For years, Marvel Studios has scrambled to reclaim the rights to all of its cinematic properties. With the Spider-Verse scattered across Marvel and Sony Pictures (mostly Sony), Namor and Hulk sort of smashing over at Universal Pictures, Man-Thing at Lionsgate, and X-Men and Fantastic Four at 20th Century Fox, it hasn’t been easy. However, most of their major characters now live under Disney’s umbrella. In addition, their deal with Sony allowed Spider-Man to be reborn through Tom Holland and Spider-Man: Homecoming, one of the best entries in the twice-rebooted movie property.
Recently, news of fresh talks between Disney and Fox came to light. A deal to sell off parts and/or parcels of their comic book properties was purportedly in the works, one which might even bring the studio-maligned Fantastic Four and the tonally uneven mutants back to Marvel Studios. Fans longing for a unified Marvel Cinematic Universe, though, had their hopes dashed once again, when it was revealed that the talks had fallen apart… or have they?
Comic book movie devotees are probably tired of reading all the speculation detailing possible ventures between Disney and other Marvel comic book rights-holders. At the same time, the recent Fox-Marvel discussion is the most significant piece of proof that a legitimate deal between the studio giants – something production head Kevin Feige has routinely dismissed or played coy about over the years – is attainable. His efforts to wheel and deal for different properties demonstrates a determined interest in securing as many comic book characters for the House of Ideas’ film wing as possible.
For instance, both studios share joint custody of Quicksilver and Scarlet Witch (although the former died off quickly and the latter has yet to appear in a Fox film – and probably won’t). To obtain Ego the Living Planet for Guardians of the Galaxy Vol. 2 (during which the Watchers also appeared), Marvel brokered an exchange that allowed FOX to tweak Negasonic Teenage Warhead’s power set to director Tim Miller’s needs. Captain Marvel’s solo flick also confirmed the use of the shape-shifting Skrulls – once assumed floating in usage limbo – and indicating further shared attributes between studios.
Clearly, the door is open: Fox and Marvel’s television wings already hashed out accords, which allowed their collaboration on The Gifted and Legion, two wildly different but extremely successful mutant series. Well-received ventures between the studios will only sweeten their relationship in the long run. Of course, this isn’t a guarantee both companies will reach a mutually beneficial shared usage agreement (a la Sony) or wholesale selloff of FOX’s Marvel personalities. The most recent meetings, while ending inconclusively, still offer hope for future collaborations and perhaps even a world-rending shift in cinematic property rights.

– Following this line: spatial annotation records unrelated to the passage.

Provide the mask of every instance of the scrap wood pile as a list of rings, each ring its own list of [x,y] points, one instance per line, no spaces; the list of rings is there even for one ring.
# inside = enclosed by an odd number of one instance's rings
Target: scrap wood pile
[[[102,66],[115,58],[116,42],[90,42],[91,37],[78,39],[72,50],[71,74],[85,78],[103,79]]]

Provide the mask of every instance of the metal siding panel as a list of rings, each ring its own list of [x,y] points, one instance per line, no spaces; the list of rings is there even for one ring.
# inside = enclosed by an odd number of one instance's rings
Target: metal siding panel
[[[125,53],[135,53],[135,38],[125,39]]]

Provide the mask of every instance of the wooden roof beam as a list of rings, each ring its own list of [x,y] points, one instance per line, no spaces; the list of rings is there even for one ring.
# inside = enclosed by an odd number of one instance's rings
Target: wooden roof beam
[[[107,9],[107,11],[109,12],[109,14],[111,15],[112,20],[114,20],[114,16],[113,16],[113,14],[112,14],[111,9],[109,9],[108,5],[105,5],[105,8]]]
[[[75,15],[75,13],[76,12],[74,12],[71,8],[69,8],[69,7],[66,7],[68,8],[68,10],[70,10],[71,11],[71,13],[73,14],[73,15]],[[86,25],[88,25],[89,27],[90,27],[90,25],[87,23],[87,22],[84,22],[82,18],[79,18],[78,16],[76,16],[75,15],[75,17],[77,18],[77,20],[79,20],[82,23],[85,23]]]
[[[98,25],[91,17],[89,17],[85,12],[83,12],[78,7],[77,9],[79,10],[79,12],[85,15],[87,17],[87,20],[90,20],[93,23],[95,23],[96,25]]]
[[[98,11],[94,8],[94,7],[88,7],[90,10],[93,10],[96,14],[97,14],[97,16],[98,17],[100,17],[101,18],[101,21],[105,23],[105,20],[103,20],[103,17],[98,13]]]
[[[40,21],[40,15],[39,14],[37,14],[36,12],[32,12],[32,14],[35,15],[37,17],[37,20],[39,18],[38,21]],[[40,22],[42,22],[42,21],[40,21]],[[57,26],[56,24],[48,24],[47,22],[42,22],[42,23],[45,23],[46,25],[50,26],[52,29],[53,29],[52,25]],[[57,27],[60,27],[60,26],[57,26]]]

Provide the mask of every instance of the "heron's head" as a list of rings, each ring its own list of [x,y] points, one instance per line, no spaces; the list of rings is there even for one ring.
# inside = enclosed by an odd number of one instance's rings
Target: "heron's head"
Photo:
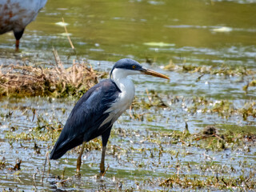
[[[112,68],[112,70],[110,72],[110,78],[113,74],[114,76],[126,78],[128,75],[142,74],[169,79],[169,78],[166,75],[144,68],[138,62],[130,58],[122,58],[118,61]]]

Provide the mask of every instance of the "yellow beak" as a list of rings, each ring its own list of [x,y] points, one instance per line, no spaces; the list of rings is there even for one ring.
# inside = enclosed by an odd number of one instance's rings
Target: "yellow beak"
[[[148,74],[148,75],[152,75],[152,76],[154,76],[154,77],[158,77],[158,78],[166,78],[166,79],[170,79],[167,76],[162,74],[160,74],[160,73],[158,73],[154,70],[148,70],[148,69],[144,69],[142,68],[142,70],[141,70],[141,72],[144,74]]]

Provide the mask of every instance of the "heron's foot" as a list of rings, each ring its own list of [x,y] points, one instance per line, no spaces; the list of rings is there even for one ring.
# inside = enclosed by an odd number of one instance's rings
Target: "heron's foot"
[[[77,174],[80,174],[81,165],[82,165],[81,157],[80,158],[78,157],[77,159]]]
[[[104,177],[109,167],[110,166],[107,166],[106,169],[105,170],[105,166],[101,164],[100,166],[101,172],[97,175],[97,178],[99,178],[101,177]]]

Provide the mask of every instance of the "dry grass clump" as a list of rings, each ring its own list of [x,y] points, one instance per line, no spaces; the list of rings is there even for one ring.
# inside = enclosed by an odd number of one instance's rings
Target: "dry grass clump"
[[[0,67],[0,97],[51,96],[80,97],[98,82],[106,73],[94,70],[85,62],[73,62],[65,69],[58,53],[54,50],[53,67],[10,65]]]

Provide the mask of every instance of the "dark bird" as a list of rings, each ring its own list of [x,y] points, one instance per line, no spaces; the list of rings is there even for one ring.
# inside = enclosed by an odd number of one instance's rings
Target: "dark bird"
[[[34,21],[47,0],[0,0],[0,34],[14,31],[16,50],[26,26]]]
[[[82,144],[77,159],[77,172],[79,173],[86,142],[102,136],[100,175],[103,174],[106,146],[111,127],[134,98],[134,85],[127,78],[131,74],[149,74],[169,79],[162,74],[142,67],[134,60],[122,58],[118,61],[112,68],[110,78],[91,87],[74,106],[50,152],[50,159],[58,159],[69,150]]]

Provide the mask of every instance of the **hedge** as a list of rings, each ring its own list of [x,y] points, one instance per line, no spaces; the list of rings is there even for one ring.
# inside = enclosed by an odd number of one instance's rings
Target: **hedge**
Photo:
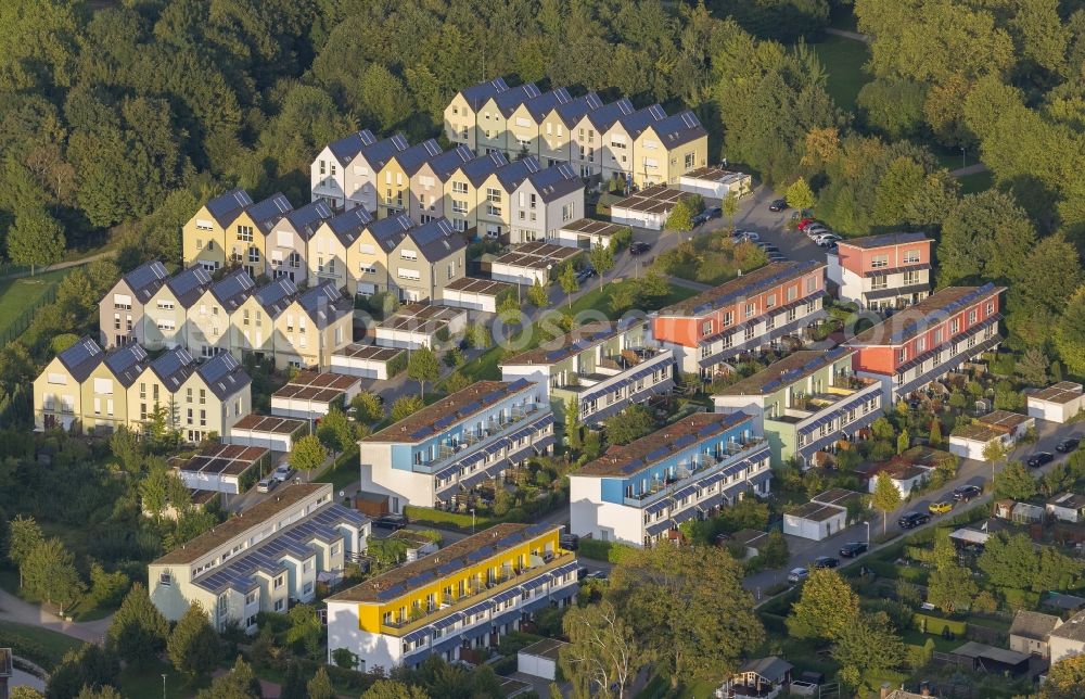
[[[934,617],[933,614],[916,614],[912,618],[912,621],[918,631],[927,634],[933,634],[935,636],[941,636],[945,630],[948,628],[949,633],[952,633],[955,637],[960,638],[968,630],[968,623],[963,621],[943,619],[941,617]]]
[[[595,538],[582,538],[579,547],[576,549],[576,554],[577,556],[583,556],[584,558],[590,558],[597,561],[621,563],[635,550],[637,549],[628,544],[600,542]]]

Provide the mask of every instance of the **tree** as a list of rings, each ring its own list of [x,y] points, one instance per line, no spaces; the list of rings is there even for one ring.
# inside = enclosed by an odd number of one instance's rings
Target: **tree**
[[[727,230],[735,232],[735,216],[739,213],[739,196],[735,192],[727,192],[727,196],[719,203],[719,208],[727,217]]]
[[[1005,469],[995,474],[994,487],[996,498],[1027,500],[1036,494],[1036,480],[1029,473],[1024,463],[1010,461]]]
[[[25,584],[24,565],[30,551],[44,541],[41,528],[33,517],[17,514],[8,524],[8,558],[18,568],[18,586]]]
[[[796,638],[838,638],[859,617],[859,596],[831,569],[810,571],[791,606],[788,632]]]
[[[550,305],[550,280],[547,280],[546,285],[539,281],[539,278],[535,278],[535,283],[532,284],[531,289],[527,290],[527,301],[532,302],[532,305],[536,308],[546,308]]]
[[[1085,373],[1085,285],[1074,292],[1055,327],[1055,348],[1076,374]]]
[[[634,404],[605,420],[607,441],[611,444],[628,444],[655,431],[655,419],[641,404]]]
[[[806,183],[806,178],[800,177],[792,182],[783,193],[783,199],[788,201],[788,206],[797,208],[801,212],[814,208],[814,190]]]
[[[667,230],[678,231],[679,233],[691,231],[693,230],[693,207],[688,201],[680,199],[675,203],[674,208],[671,209],[671,216],[667,217],[666,228]]]
[[[384,401],[372,391],[360,391],[350,401],[354,419],[361,424],[372,424],[384,419]]]
[[[561,285],[561,290],[565,292],[565,297],[569,301],[569,308],[573,308],[573,294],[576,293],[580,288],[580,282],[576,280],[576,270],[573,269],[573,265],[565,263],[561,271],[558,274],[558,283]]]
[[[907,657],[904,641],[885,612],[860,614],[845,626],[832,646],[841,677],[858,687],[863,676],[896,668]]]
[[[407,376],[418,381],[419,395],[425,401],[425,382],[436,381],[441,376],[441,365],[433,350],[423,345],[412,351],[407,360]]]
[[[207,689],[201,689],[196,699],[261,699],[264,690],[252,665],[238,656],[230,672],[216,677]]]
[[[79,696],[84,688],[91,691],[116,686],[120,675],[120,661],[108,648],[84,644],[64,654],[61,664],[53,669],[46,685],[48,699],[69,699]]]
[[[875,492],[870,496],[870,505],[882,513],[882,534],[884,534],[889,526],[889,513],[901,506],[901,491],[885,471],[879,471],[875,478]]]
[[[361,699],[429,699],[421,687],[394,679],[378,679],[361,695]]]
[[[765,635],[742,568],[715,546],[633,551],[614,569],[608,599],[672,686],[732,672]]]
[[[896,453],[904,454],[911,447],[911,435],[908,434],[908,429],[905,428],[901,430],[901,434],[896,437]]]
[[[44,208],[15,213],[15,225],[8,229],[8,257],[17,265],[51,265],[64,254],[64,229]]]
[[[309,699],[335,699],[335,689],[332,688],[332,681],[323,665],[320,665],[305,687],[309,691]]]
[[[192,602],[174,626],[166,653],[174,669],[189,677],[209,673],[218,664],[218,634],[200,602]]]
[[[972,580],[972,571],[957,562],[957,548],[945,530],[939,530],[932,562],[934,572],[927,584],[927,601],[947,614],[968,607],[979,587]]]
[[[601,291],[603,288],[603,277],[614,268],[614,251],[610,249],[610,245],[596,243],[596,246],[588,252],[588,259],[591,260],[591,266],[599,272],[599,289]]]
[[[290,466],[305,473],[308,482],[309,475],[320,468],[328,457],[324,445],[312,434],[306,434],[294,442],[294,448],[290,452]]]
[[[425,403],[423,403],[422,398],[417,395],[399,396],[396,398],[396,402],[392,404],[392,421],[399,422],[408,416],[414,415],[424,407]]]
[[[75,556],[59,538],[41,542],[23,563],[26,588],[55,603],[63,617],[64,610],[79,600],[87,586],[79,580]]]
[[[1085,687],[1085,656],[1069,656],[1054,663],[1037,699],[1076,699]],[[14,698],[13,698],[14,699]]]
[[[135,583],[110,622],[110,647],[127,663],[143,668],[165,650],[168,637],[169,622],[151,603],[143,584]]]
[[[346,414],[332,406],[320,420],[317,439],[332,455],[346,452],[356,439],[354,425]]]
[[[649,658],[614,606],[603,600],[574,607],[565,613],[562,628],[570,643],[561,649],[559,662],[578,690],[574,694],[590,697],[604,692],[624,698]]]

Speaking at Wizard World Nashville in September, comics book legend Stan Lee seemed to think a Marvel-Fox deal was inevitable. Lee might not be in the thick of things anymore, but he’s noted for his insight, tenacity, and prescience in the entertainment world – especially when it comes to the comic book house he once ran. After all, many believed the Sony-Disney agreement was a pie in the sky before Homecoming was announced. This leg of negotiations may have fallen flat but, assuming Marvel or FOX isn’t merely pulling back as a bargaining move, the two studios may yet come to a consensus.
Much like the Sony set-up, FOX could hand over joint custody of certain properties, perhaps even the thorn-in-their-side Fantastic Four franchise while keeping access to key X-Men properties. Similarly, Marvel might reach a shared-usage accord that allows them access to certain characters, including members of the X-Men like Wolverine, Storm, or Beast, villains like Galactus or Doctor Doom, or even the Shi’ar, while sharing profits with FOX. Even if the two comic book movie titans can’t meet in the middle, it’s unlikely their haggling at loggerheads.
Marvel put a lot of creative effort into Homecoming, but they didn’t put up the capital for the production or reap any of the profit from it, aside from the undoubted hefty spike in Spider-Man man merchandise. At the same time, they didn’t take as much of a risk and were allowed to pull Spidey into the MCU. If FOX, like Sony, is interested in pulling down some serious Marvel bank – especially since some of their X-Men recent efforts, Deadpool and Logan aside, have been hit-or-miss as of late – they may negotiate a similar arrangement.
At this point, it’s unclear the extent of Marvel and FOX’s negotiations. All we know for sure is that things didn’t work out… for now. The reclamation of Namor and Scarlet Witch, for example, didn’t happen overnight, not to mention the likely arduous process that landed Spider-Man back in the MCU, at least provisionally.
The talks might be over for now, but Kevin Feige’s plan to reassemble Marvel’s wayward heroes under Disney’s roof will continue as an aspect of his oversight of the MCU. One way or another, the chapter may have closed on Marvel’s mission to nab the X-Men and Fantastic Four but the book is still unwritten. Whether or not that would damage the manifold worlds created by each different studio or joyously unite the company’s character pool remains to be seen.